日本の音楽シーンの黄金期と呼ばれる1970~80年代に、スーパースターとして君臨し続けた沢田研二。「ザ・タイガース」でグループサウンズの最前線で活躍した後、1971年にソロデビュー。日本歌謡大賞などを受賞し、数々の記録を打ち立てた。今年の6月25日に75歳を迎え、同日にさいたまスーパーアリーナで『まだまだ一生懸命』ツアーファイナル・バースデーライブを行うなど、半世紀にわたって歌手・俳優として人々を魅了し続けるジュリーが歩んだ日々の裏側に迫る。

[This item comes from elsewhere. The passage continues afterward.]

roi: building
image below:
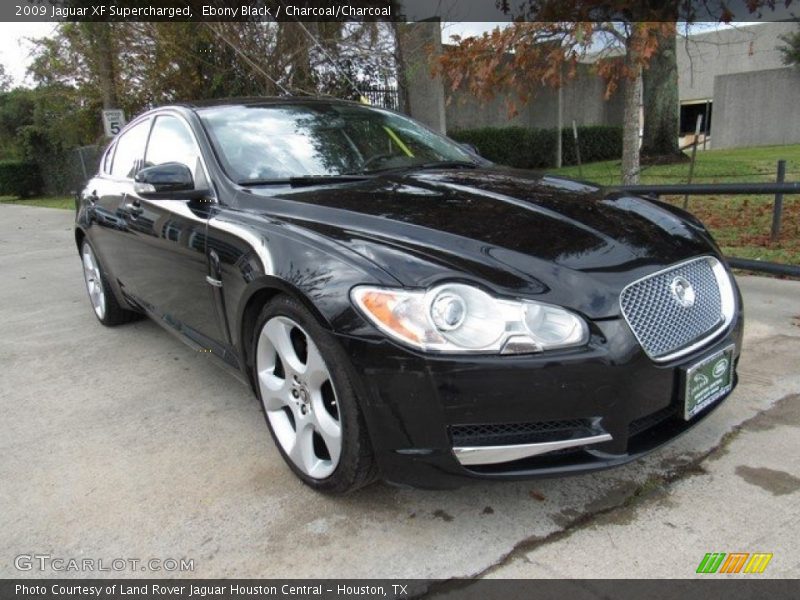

ソロデビュー後6枚目となるシングル「危険なふたり」からさらに勢いをつけて、彼がポップス界の覇権を握るまでの道のりとは――。
リクエストハガキを書いてポストに投函
円が高騰し、変動相場制へ移行した直後の73年4月、「危険なふたり」はリリースされるやヒットチャートを駆け上がり、ジュリーの衣裳を手がける早川タケジの登場もあって、加瀬邦彦が狙ったとおりオリコン1位を獲得。その年の第4回日本歌謡大賞に輝いた。
実は「危険なふたり」には、強力なライバルが存在した。久世光彦演出の「時間ですよ」で浅田美代子が歌う「赤い風船」が同じ日にリリースされると、毎週、高視聴率ドラマの劇中で歌われる曲の威力は凄まじかった。筒美京平作曲の「赤い風船」を作詞したのは安井かずみ。
加瀬は、この曲を抜くためにチーム力を結集させたと私の取材で話した。
「あれが凄い人気になっちゃって、どうしても抜けないんだ。ズズに『どっちの味方なんだ』って文句言うと、『決まってんでしょ、こっちよ。あっちは別に書きたくなかったんだから』って言うんだよ。アッハハ。なんとかしなきゃいけなかったので、レコード会社も含めてみんな集めて会議やって、プロモーションして頑張って、それでようやく1位になったの」
加瀬の従弟である山田昌孝から届いた読者ハガキに、こんな一文が記されていた。
「私の弟が加瀬の家に泊まった時、沢田氏もいて、3人で何枚もリクエストハガキを書いて、夜中にポスト巡りをしてハガキを投函したと聞きました」
この微笑ましいエピソードは、「危険なふたり」の時だろう。ファンに対してはリクエストを呼びかけることなど絶対にしない矜持の持ち主が、加瀬とその従弟と一緒にせっせとハガキを書いていた。トップの決定を覆してA面にした加瀬初のプロデュース作品を、どうしても1位にしなければならなかったのだ。